For I/O-bound or event-driven middleware code: Often <5%, as performance is dominated by system calls, IPC, and data copying rather than instruction efficiency.
S-CORE relevance: Most middleware APIs are I/O-bound or event-driven (communication, diagnostics, logging). The LTO benefit of static linking is likely in the low single-digit percent range for typical middleware call patterns. Compute-intensive modules (e.g., cryptographic operations, data serialization) may see larger benefits.
Startup Time (Symbol Resolution)#
Factor |
Typical impact |
|---|---|
Per-symbol resolution (ELF hash lookup) |
~0.5–2 µs per symbol (ARM Cortex-A) |
Library with ~500 exported symbols |
~0.5–1 ms relocation time |
Library with ~5000 exported symbols |
~5–10 ms relocation time |
|
Paid once at startup, zero cost afterwards |
Lazy binding (default) |
Startup faster, first call to each symbol slower |
Context: For a middleware with a well-designed API surface (hundreds, not thousands of exported symbols per .so), the startup overhead of dynamic linking is typically in the low millisecond range per library — negligible for most automotive boot sequences.

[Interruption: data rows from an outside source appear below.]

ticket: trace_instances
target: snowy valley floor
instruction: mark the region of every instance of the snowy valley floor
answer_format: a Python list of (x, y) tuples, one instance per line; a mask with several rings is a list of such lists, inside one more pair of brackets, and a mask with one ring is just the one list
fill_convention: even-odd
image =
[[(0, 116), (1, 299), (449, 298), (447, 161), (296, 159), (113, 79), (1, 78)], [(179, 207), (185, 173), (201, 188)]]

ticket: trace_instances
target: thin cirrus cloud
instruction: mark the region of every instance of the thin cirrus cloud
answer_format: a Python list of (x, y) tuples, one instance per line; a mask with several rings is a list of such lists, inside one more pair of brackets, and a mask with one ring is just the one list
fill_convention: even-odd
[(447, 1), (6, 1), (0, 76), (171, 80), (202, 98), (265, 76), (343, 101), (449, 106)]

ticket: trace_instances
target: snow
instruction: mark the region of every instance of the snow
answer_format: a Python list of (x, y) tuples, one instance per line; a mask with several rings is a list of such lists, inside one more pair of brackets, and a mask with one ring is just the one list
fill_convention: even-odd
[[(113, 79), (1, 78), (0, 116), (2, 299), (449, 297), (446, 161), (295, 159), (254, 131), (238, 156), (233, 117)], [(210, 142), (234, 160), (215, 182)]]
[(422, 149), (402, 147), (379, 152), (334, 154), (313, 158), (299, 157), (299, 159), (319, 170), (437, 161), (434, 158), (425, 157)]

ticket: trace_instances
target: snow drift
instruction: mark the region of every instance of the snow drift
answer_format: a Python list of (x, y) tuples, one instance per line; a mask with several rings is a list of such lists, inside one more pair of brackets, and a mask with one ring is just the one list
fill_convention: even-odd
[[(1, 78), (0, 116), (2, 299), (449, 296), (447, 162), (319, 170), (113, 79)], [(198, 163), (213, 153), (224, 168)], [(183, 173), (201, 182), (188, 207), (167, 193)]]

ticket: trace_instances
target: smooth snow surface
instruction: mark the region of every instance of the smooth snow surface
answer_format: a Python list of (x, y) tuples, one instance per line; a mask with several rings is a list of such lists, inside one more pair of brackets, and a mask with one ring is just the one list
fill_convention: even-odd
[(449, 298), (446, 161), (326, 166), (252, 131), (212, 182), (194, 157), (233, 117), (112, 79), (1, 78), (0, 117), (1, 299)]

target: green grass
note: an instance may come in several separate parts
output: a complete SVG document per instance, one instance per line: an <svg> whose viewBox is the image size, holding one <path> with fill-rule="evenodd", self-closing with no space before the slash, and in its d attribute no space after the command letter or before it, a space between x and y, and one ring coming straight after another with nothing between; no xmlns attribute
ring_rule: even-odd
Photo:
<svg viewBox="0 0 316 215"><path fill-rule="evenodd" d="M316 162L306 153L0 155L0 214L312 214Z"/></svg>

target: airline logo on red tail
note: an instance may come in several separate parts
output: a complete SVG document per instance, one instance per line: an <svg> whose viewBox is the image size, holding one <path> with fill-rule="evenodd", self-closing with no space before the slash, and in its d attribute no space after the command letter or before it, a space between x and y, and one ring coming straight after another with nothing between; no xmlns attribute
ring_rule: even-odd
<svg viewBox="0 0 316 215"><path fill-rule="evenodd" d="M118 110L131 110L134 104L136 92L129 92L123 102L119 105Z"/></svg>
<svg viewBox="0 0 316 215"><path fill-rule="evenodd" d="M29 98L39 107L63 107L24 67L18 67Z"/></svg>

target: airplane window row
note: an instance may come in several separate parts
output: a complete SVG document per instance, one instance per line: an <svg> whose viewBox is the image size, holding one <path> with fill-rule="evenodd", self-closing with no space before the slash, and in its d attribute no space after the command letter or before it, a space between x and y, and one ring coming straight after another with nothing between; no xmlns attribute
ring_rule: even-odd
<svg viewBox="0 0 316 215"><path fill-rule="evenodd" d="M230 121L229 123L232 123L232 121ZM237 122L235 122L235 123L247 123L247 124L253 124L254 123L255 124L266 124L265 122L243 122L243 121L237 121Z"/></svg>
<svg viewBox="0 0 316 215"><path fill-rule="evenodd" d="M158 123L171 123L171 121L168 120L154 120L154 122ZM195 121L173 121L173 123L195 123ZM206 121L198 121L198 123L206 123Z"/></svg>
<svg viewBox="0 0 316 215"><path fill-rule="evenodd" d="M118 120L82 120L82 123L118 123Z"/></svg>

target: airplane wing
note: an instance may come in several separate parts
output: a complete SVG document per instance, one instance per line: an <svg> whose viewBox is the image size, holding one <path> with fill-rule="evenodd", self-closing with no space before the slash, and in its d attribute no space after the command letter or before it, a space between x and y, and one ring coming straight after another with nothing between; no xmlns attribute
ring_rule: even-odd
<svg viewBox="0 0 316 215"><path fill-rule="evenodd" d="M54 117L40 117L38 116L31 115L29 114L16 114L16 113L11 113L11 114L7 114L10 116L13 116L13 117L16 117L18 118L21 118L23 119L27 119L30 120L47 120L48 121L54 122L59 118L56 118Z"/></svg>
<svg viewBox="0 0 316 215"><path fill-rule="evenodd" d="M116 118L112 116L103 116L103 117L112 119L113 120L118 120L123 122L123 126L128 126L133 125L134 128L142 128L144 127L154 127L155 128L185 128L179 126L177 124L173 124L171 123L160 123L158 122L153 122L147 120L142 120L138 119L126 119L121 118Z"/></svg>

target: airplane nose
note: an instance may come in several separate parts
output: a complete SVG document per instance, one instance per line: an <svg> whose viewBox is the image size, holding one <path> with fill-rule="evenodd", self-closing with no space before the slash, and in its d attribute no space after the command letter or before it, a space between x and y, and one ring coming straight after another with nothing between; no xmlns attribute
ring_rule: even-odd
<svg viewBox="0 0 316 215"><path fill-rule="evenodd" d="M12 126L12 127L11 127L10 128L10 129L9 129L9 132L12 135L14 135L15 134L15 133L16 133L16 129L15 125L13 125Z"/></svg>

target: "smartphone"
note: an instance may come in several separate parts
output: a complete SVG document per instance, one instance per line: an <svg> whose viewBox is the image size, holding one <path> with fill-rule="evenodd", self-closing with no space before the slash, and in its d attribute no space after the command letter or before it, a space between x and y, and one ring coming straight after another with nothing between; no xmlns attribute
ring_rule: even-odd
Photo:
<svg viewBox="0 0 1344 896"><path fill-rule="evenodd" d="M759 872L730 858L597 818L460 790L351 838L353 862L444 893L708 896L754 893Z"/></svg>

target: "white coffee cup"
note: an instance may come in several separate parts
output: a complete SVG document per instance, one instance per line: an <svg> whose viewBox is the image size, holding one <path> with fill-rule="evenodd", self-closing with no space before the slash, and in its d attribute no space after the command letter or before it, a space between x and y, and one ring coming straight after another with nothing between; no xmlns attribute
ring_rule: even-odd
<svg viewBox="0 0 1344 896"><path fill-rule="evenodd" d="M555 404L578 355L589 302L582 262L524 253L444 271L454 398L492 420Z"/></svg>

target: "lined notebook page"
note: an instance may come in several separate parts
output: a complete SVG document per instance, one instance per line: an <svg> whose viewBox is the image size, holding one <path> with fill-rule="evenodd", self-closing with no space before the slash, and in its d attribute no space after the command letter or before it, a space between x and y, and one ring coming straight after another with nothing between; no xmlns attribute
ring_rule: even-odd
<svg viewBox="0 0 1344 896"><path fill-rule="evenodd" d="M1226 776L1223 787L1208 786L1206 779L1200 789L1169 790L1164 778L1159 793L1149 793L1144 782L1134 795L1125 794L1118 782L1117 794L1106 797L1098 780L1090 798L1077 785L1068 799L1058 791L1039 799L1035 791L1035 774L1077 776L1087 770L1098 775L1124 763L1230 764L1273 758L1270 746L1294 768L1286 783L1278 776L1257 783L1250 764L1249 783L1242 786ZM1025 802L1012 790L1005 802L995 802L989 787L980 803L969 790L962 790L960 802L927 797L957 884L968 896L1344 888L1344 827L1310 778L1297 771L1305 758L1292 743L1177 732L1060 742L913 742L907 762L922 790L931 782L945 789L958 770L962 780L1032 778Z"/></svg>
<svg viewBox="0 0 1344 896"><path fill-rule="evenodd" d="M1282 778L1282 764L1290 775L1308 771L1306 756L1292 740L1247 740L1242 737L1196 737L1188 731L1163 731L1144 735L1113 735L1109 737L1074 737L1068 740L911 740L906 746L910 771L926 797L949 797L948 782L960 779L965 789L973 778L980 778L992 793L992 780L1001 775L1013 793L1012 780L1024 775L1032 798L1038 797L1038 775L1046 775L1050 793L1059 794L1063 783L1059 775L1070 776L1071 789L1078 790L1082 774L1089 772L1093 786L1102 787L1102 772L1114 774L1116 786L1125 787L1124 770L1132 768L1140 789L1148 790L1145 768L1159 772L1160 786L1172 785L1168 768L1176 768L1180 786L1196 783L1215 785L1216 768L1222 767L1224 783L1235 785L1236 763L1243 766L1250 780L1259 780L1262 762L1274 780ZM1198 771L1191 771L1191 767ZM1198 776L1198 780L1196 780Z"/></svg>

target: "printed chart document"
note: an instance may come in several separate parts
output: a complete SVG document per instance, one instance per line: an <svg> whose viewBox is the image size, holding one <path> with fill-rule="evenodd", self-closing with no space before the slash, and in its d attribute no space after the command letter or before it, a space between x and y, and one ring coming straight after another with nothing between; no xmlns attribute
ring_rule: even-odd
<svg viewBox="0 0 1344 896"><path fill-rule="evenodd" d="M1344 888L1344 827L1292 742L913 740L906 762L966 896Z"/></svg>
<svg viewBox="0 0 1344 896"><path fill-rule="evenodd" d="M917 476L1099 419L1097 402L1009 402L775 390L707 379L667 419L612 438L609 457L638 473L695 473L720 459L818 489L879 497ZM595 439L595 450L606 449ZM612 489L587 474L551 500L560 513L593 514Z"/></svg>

System-Wide Startup (Multi-App, Flash I/O)#
This is the most hardware-dependent factor:
Storage type |
Sequential read speed |
Impact of N×static vs. 1×shared |
|---|---|---|
eMMC (typical automotive) |
100–300 MB/s |
Significant: 10 apps × 5 MB middleware = 50 MB vs. 5 MB |
NOR flash (direct-execute) |
50–100 MB/s |
Most significant: I/O is the bottleneck |
NVMe / UFS 3.x |
1–3 GB/s |
Less significant: I/O cost is amortized by high bandwidth |
Summary#
Performance aspect |
Magnitude of impact |
Hardware-dependent? |
Measurable in S-CORE context? |
|---|---|---|---|
PLT/GOT per-call overhead |
Low (ns) |
Moderate |
Yes, via micro-benchmarks |
LTO benefit lost |
Low–moderate (%) |
Low |
Yes, via A/B benchmarks |
Startup symbol resolution |
Low (ms) |
Moderate |
Yes, via profiling |
Multi-app flash I/O savings |
Moderate–high (ms–s) |
High |
Requires target hardware |
Recommendation: The performance difference between static and dynamic linking is not the dominant decision criterion for a middleware platform. In most deployment scenarios, the per-call overhead is negligible for middleware APIs, and the startup difference depends on hardware that varies across targets. Code size, RAM sharing, update granularity, safety, and security should weigh more heavily in this decision. Projects with hard real-time requirements on specific hot paths can address those through targeted design (e.g., header-only interfaces, inlined critical paths) regardless of the general linking strategy.